# Help with partitions



## Johnny2Bad (Apr 16, 2011)

My old FreeBSD server had 250GB and a 1TB HDs. I partitioned it so that the whole of the 1TB had a mount point of /usr. The remainder was mounted on the 250G.

I will be installing AMD 64 version (not sure of what version number yet) so the O/S can access all the 4GB of RAM I'll have on my new machine.

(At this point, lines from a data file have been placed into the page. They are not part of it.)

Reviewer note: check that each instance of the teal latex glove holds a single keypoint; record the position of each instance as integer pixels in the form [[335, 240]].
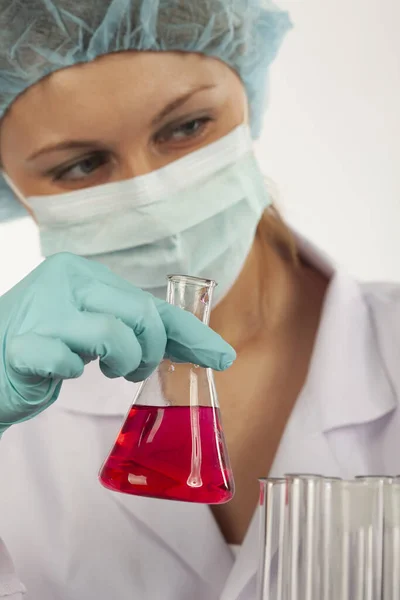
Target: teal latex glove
[[70, 311]]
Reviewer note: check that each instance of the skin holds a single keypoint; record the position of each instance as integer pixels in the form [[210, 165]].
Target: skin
[[114, 113]]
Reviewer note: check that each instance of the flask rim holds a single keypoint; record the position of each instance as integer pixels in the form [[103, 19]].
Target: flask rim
[[190, 280]]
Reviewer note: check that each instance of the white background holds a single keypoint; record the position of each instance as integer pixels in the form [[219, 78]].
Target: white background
[[331, 140]]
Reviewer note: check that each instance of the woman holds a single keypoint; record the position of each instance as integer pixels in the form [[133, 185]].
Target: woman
[[142, 161]]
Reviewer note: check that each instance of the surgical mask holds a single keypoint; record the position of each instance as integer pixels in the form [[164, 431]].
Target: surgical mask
[[196, 216]]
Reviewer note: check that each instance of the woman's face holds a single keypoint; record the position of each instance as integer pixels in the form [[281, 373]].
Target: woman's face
[[121, 116]]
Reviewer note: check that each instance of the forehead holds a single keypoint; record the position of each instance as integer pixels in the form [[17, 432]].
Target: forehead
[[112, 88], [132, 77]]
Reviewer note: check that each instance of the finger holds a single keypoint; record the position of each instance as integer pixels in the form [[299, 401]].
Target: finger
[[32, 359], [104, 336], [137, 310], [189, 340]]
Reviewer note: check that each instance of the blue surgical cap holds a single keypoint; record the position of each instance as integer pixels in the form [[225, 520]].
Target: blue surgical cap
[[39, 37]]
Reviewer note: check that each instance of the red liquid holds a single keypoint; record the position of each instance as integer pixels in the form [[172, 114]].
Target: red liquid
[[175, 452]]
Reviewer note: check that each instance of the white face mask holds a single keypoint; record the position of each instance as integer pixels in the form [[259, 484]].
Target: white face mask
[[196, 216]]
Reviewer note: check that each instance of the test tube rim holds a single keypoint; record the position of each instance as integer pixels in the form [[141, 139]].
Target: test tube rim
[[303, 476], [190, 280], [272, 479]]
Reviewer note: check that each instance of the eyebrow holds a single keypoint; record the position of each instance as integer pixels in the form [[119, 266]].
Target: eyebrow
[[83, 144]]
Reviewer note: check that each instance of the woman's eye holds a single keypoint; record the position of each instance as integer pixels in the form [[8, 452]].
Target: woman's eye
[[81, 169], [186, 131]]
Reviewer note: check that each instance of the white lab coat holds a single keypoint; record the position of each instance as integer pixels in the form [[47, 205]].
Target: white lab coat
[[71, 539]]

Could I please have some suggestions on how I should partition each drive? Keeping in mind I want to share a lot of files (thus using the 1TB originally for /usr). I am not all that familiar with where programs etcetera are stored.

Thanking you in advance,
Jonathan.


----------



## mamalos (Apr 16, 2011)

Hi Johnny2Bad,

it all depends on where your shared directory is located. If it's in /usr/share, then your /usr filesystem should use your large disk (or some part of it, I don't know your needs). If your shared directory is /exports, then you just have to create that mounpoint, and associate a partition or slice to it.

Generally and very, very, very roughly, /usr and /usr/local are the places where the programs you use are-and-will-be stored, /home is where your users' home directories reside.  

No matter where you decide to place your shared resources (which doesn't matter that much, so you can easily place them in a separate mountpoint in /), I would advise you to use a separate filesystem for it, and assign the whole extra disk for it. 

Finally, you should really take a look at ZFS before starting your venture, it may come really handy.


----------